The present invention relates to an apparatus and a method for washing both surfaces of a substrate such as a semiconductor wafer and an LCD (liquid crystal device) substrate.
In the manufacturing step of a semiconductor device, a photolithographic technique is employed for forming a circuit, an electrode pattern etc. on the semiconductor wafer. In the photolithographic process, the semiconductor wafer is first coated with a photoresist solution. Then, the coated resist is exposed to light, followed by being developed with a developing solution. It should be noted that, before a series of resist processing noted above, a front surface of the wafer which is to be coated with a resist solution, is washed in order to prevent defect occurrence in the circuit pattern and short-circuiting of the wiring. It is also necessary to wash a back surface of the wafer in order to prevent a focus error during the light-exposure step and particle generation.

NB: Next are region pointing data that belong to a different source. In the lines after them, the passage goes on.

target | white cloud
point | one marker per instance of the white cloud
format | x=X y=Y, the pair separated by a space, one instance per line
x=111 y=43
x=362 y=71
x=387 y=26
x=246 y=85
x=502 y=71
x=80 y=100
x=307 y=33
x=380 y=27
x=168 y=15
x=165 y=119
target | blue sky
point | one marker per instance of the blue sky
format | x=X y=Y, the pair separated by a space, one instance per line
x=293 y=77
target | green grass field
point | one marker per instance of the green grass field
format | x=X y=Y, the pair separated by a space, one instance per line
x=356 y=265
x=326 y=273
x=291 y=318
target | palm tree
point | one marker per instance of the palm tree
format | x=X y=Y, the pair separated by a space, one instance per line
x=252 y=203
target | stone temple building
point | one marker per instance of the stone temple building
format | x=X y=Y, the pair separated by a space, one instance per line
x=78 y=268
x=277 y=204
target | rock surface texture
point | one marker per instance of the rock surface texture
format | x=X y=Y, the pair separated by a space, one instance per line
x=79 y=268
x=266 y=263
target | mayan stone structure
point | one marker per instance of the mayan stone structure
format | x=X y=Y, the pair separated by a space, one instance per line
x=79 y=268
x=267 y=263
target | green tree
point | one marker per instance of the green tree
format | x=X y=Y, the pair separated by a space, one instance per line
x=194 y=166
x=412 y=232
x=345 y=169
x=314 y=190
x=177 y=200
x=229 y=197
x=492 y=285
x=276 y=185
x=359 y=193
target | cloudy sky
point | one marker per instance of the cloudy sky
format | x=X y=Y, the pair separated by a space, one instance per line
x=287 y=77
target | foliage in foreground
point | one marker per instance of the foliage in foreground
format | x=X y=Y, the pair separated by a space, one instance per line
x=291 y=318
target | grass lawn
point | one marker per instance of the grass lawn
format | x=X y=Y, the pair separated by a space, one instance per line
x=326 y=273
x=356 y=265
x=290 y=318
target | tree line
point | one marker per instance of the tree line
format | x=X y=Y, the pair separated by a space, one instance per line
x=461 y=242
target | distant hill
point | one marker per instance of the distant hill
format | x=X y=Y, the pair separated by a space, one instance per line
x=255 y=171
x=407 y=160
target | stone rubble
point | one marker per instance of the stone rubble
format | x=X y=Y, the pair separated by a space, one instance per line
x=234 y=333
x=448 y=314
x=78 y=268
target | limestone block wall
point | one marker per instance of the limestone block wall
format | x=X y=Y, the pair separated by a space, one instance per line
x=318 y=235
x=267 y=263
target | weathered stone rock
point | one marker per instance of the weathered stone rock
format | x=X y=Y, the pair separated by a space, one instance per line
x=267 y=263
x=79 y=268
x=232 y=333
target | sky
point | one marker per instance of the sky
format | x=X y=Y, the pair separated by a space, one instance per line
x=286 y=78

It was customary in the past to use a scrub-washing device for washing both surfaces of a semiconductor wafer with a brush, while supplying a washing liquid to the semiconductor wafer. In general, the washing device of this type includes a front surface washing unit, a back surface washing unit, a wafer reversion unit, and a heating/cooling unit, which are arranged with the transfer path sandwiched therebetween. Furthermore, the washing device has a wafer transfer arm mechanism moving on the transfer path. When the washing device is used for washing both surfaces of the semiconductor wafer, the wafer is transferred by a transfer mechanism into each of the units by the wafer transfer arm mechanism in accordance with a predetermined recipe, thereby applying a series of washing treatments to the wafer.
In the substrate washing treatment of this type, it takes long time to wash a substrate since both surfaces are washed separately. It follows that users desire to improve a throughput for the washing process.
In the conventionally-used process, a front surface of a wafer is first washed, heated, and cooled. The wafer is then reversed to wash the back surface thereof. The resultant wafer is reversed again and subjected to heating and cooling steps. Thus, the wafer is washed in the fixed manner mentioned above without flexibility. In these circumstances, users requires to wash a substrate in a more flexible manner. However, it is insufficient for the conventional both-surface washing apparatus to satisfy the aforementioned requirements.